Ce fut au tour de Catherine de froler la folie dans les mornes heures qui suivirent. Les machoires du piege refermees sur elle lui semblaient monstrueusement terrifiantes : Que pouvaient son courage et sa logique saine contre un etre de la sorte de Gilles ? Elle se heurtait au pire obstacle jamais rencontre, l'anomalie mentale, et elle s'effrayait de cet inconnu sinistre qu'elle venait de decouvrir en Gilles.

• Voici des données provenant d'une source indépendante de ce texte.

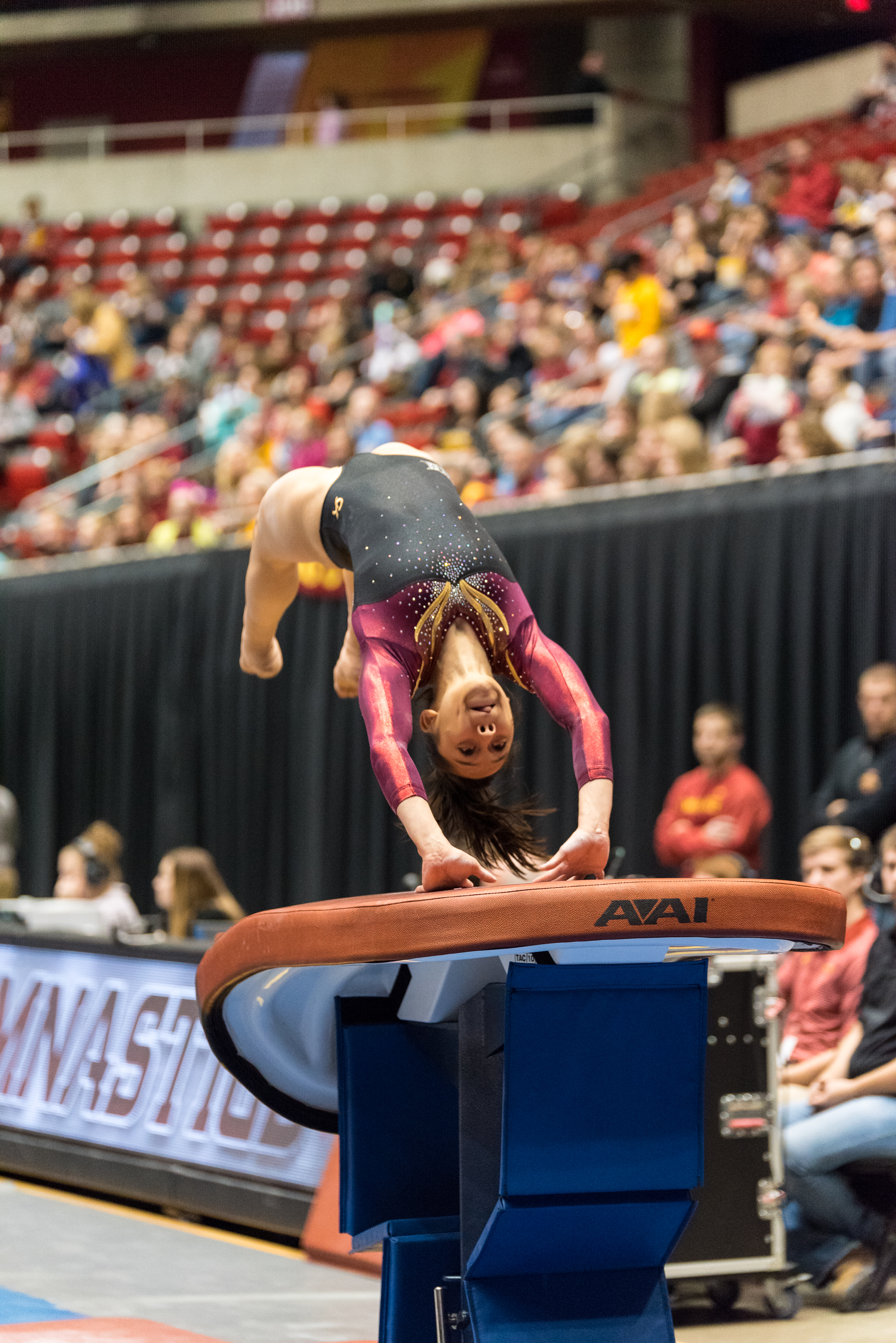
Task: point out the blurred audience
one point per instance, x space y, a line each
821 991
757 327
89 868
860 787
719 808
189 887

Aussi quand, vers le milieu du jour, Anne de Craon franchit le seuil de sa chambre, fut-elle presque soulagee. Tous les habitants de ce chateau maudit lui paraissaient tellement inquietants, vus a travers le prisme de sa peur, que la vieille dame lui sembla extraordinairement normale et sympathique. Pourtant, elle etait, elle aussi, tres inquiete.
— Pourquoi avez-vous fait cela ? Pourquoi etes- vous allee chez Gilles, malheureuse enfant ? Ignoriez- vous donc que nul, pas meme son grand-pere, n'a le droit de franchir, quand il s'y est retire, le seuil de ses appartements ?
— Comment l'aurais-je su ? s'insurgea Catherine. Et comment aurais-je pu deviner que cet homme n'etait qu'a moitie normal ?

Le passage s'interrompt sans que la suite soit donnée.